0

I would like to do a window aggregation with an early trigger logic (you can think that the aggregation is triggered either by window is closed, or by a specific event), and I read on the doc: https://ci.apache.org/projects/flink/flink-docs-release-1.12/dev/stream/operators/windows.html#incremental-window-aggregation-with-aggregatefunction

The doc mentioned that Note that using ProcessWindowFunction for simple aggregates such as count is quite inefficient. so the suggestion is to pair with incremental window aggregation.
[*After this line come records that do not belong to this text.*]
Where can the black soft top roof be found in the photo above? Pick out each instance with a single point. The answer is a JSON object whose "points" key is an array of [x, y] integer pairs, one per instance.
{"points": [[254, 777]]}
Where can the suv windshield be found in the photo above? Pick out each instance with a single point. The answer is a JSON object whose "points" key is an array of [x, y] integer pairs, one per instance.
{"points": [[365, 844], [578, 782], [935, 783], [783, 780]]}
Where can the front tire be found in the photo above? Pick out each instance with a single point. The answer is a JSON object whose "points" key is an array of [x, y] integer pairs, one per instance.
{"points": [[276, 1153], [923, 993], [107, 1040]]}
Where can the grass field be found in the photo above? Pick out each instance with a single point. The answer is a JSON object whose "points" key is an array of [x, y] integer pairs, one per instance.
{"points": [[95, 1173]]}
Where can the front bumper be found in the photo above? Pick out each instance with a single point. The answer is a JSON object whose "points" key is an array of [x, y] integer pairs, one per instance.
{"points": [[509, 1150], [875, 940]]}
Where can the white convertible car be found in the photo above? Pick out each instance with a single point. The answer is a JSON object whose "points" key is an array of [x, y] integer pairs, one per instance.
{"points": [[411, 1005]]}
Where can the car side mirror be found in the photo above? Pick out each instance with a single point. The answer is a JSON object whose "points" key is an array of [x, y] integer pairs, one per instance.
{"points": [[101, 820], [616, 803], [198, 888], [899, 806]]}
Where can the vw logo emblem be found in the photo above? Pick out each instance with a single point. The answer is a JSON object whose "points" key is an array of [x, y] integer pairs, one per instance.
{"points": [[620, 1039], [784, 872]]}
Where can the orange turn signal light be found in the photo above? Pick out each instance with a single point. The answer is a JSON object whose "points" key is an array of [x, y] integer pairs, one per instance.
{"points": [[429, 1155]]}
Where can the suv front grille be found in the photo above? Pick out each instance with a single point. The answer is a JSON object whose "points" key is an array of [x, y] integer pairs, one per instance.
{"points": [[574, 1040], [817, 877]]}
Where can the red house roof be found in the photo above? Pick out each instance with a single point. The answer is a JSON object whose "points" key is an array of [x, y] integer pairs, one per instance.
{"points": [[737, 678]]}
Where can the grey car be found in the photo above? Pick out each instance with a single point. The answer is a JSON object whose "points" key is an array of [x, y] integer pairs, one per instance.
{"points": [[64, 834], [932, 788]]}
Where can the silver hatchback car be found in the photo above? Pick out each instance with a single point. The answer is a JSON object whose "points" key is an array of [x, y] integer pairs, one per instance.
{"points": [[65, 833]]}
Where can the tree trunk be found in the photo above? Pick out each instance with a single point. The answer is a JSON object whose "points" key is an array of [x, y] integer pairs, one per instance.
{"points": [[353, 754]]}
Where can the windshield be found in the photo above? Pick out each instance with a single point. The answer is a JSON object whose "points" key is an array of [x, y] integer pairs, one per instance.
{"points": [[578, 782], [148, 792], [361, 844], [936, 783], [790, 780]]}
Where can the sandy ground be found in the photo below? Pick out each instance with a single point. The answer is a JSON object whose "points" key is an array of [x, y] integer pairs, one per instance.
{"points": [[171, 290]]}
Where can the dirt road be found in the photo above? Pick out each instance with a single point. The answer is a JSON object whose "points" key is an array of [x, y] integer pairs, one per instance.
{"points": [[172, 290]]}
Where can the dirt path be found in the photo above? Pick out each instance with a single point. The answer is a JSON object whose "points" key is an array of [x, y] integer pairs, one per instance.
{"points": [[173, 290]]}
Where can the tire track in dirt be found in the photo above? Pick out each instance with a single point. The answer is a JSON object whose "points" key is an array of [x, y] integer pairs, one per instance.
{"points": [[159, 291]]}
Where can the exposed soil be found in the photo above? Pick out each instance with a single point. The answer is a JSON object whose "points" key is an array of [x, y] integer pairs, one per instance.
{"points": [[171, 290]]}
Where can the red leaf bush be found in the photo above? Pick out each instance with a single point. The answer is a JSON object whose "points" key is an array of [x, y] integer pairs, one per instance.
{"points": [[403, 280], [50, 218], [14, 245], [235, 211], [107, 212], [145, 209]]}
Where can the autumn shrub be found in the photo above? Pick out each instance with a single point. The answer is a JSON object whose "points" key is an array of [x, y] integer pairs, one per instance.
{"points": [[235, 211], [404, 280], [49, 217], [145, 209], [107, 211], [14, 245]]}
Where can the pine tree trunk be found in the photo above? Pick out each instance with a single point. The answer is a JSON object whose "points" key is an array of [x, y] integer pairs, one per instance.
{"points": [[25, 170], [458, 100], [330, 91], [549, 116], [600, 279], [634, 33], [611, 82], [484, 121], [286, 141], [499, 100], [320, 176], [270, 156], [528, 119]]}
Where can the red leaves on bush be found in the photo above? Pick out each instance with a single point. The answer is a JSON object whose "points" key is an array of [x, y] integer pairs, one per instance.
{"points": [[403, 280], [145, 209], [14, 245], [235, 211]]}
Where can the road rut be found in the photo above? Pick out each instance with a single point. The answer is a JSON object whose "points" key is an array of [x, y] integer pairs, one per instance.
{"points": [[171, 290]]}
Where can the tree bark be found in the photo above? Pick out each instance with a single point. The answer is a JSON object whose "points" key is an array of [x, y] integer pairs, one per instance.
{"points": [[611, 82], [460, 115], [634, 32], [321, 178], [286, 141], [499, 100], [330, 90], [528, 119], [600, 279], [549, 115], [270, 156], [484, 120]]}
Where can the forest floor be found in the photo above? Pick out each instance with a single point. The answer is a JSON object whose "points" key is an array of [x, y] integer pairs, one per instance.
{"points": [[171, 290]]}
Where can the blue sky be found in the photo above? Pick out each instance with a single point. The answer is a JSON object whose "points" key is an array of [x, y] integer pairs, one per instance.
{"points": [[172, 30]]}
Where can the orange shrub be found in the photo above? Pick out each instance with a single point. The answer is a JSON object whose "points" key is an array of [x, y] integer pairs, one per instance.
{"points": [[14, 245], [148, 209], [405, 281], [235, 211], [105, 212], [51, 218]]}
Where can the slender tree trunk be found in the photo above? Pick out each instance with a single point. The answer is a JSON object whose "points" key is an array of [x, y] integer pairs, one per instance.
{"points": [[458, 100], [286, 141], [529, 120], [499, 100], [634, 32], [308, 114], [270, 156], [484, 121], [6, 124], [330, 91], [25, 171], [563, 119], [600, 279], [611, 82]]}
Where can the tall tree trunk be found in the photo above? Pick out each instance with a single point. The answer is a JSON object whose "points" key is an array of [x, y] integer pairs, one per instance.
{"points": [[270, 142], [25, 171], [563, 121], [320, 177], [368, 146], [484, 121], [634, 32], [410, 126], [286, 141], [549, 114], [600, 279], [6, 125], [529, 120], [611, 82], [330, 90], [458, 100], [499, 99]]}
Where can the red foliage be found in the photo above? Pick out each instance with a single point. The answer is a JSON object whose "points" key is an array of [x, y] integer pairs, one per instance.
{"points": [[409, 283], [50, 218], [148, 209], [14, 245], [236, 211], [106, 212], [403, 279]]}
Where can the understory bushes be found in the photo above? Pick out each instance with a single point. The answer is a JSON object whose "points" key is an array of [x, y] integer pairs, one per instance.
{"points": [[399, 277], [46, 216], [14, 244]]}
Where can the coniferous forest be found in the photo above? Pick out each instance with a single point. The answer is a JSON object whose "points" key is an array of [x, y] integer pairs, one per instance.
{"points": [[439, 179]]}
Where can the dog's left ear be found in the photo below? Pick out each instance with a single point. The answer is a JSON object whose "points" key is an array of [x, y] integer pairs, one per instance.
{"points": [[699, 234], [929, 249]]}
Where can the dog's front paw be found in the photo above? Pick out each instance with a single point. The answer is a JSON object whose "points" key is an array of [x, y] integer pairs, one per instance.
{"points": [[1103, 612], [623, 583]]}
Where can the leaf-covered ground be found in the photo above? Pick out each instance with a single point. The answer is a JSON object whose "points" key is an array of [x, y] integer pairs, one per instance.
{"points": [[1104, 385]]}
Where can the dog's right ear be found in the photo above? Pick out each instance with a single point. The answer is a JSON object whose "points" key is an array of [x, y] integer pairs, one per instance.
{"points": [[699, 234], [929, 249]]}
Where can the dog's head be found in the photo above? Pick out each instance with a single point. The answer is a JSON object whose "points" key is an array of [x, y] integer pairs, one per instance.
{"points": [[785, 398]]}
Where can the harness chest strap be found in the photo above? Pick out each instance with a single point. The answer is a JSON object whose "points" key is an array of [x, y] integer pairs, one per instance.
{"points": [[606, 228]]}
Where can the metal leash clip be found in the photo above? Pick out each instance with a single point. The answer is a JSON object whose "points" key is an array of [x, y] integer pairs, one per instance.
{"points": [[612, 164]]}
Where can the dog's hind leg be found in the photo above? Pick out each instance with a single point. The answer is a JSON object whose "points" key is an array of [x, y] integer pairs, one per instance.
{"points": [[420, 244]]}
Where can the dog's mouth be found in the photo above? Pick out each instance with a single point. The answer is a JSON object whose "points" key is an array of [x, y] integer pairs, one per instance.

My question is that AverageAggregate in the doc, the state is not saved anywhere, so if the application crashed, the averageAggregate will loose all the intermediate value, right?

So If that is the case, is there a way to do a window aggregation, still supports incremental aggregation, and has a state backend to recover from crash?

1 Answers1

1

The AggregateFunction is indeed only describing the mechanism for combining the input events into some result, that specific class does not store any data.

The state is persisted for us by Flink behind the scene though, when we write something like this:

input
  .keyBy(<key selector>)
  .window(<window assigner>)
  .aggregate(new AverageAggregate(), new MyProcessWindowFunction());

the .keyBy(<key selector>).window(<window assigner>) is indicating to Flink to hold a piece of state for us for each key and time bucket, and to call our code in AverageAggregate() and MyProcessWindowFunction() when relevant.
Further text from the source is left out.